Иногда эти истории выходили за пределы реальности. Например, Сема Моисеев, который учился в параллельном классе, рассказывал, что его отец был на войне, воевал, а сам Сема, сидя на широких отцовых плечах, бросал в немцев помидорами. И нужно было видеть, как горели его глаза, когда он пытался доказать правдивость рассказанных событий, такое чувство, что это все было смыслом его жизни. А вот мой одноклассник Сережа, вообще не знал своего отца, но доказывал нам, что папа был знаменитым милиционером, поймавшим множество бандитов. Горькая правда была в том, что отец Сергея был зеком, и к достижению Сергеем десятилетнего возраста, его отец имел за плечами восемнадцать лет «отсидки». Думаю, он и до сих пор где-то отбывает заключение.
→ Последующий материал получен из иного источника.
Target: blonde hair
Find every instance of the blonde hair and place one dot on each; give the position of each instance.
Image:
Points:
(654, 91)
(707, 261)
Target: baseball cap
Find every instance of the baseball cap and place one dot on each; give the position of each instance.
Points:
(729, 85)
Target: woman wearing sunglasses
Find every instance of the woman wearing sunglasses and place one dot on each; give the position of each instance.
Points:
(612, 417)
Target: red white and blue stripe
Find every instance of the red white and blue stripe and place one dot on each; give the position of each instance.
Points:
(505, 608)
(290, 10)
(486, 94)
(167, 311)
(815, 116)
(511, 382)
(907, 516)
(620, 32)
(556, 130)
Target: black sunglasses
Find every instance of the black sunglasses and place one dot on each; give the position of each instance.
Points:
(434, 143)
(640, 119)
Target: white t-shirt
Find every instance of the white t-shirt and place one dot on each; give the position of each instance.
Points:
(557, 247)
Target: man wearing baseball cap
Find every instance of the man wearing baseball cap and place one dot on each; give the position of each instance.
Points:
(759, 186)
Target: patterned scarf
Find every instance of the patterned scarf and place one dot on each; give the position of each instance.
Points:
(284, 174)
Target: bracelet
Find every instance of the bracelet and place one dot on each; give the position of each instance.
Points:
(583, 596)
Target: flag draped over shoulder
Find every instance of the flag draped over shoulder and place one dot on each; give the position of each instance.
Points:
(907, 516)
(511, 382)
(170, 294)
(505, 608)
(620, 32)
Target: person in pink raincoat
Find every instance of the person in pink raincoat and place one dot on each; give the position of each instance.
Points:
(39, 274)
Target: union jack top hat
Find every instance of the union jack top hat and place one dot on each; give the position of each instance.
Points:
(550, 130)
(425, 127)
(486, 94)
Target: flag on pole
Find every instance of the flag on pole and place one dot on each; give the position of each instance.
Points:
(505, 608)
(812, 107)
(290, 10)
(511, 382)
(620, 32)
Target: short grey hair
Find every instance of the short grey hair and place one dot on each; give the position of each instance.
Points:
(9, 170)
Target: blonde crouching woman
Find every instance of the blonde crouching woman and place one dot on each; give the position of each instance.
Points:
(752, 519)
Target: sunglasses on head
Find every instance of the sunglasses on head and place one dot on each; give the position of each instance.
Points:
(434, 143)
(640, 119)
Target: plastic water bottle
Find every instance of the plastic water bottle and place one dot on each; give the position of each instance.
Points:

Сын пошел по его стопам, и как разрубить этот гордиев узел, непонятно.
Лично я просто яростно ненавидел всех своих родных, считая их тварями и падалью, что, впрочем, было недалеко от правды. Меня раздражало все, что было связано с родителями. Однажды на медосмотре, просматривая свои документы, я заглянул в бумаги к своему другу и увидел, что его мать была лишена родительских прав за пьянство и содержание притона, из которого и забрали Романа. А ведь еще вчера перед сном он со слезами на глазах рассказывал, что его мать лучшая на свете, не пьет, а работает на шоколадной фабрике, а если я не буду ему верить, он никогда не поделится со мной вкусным шоколадом.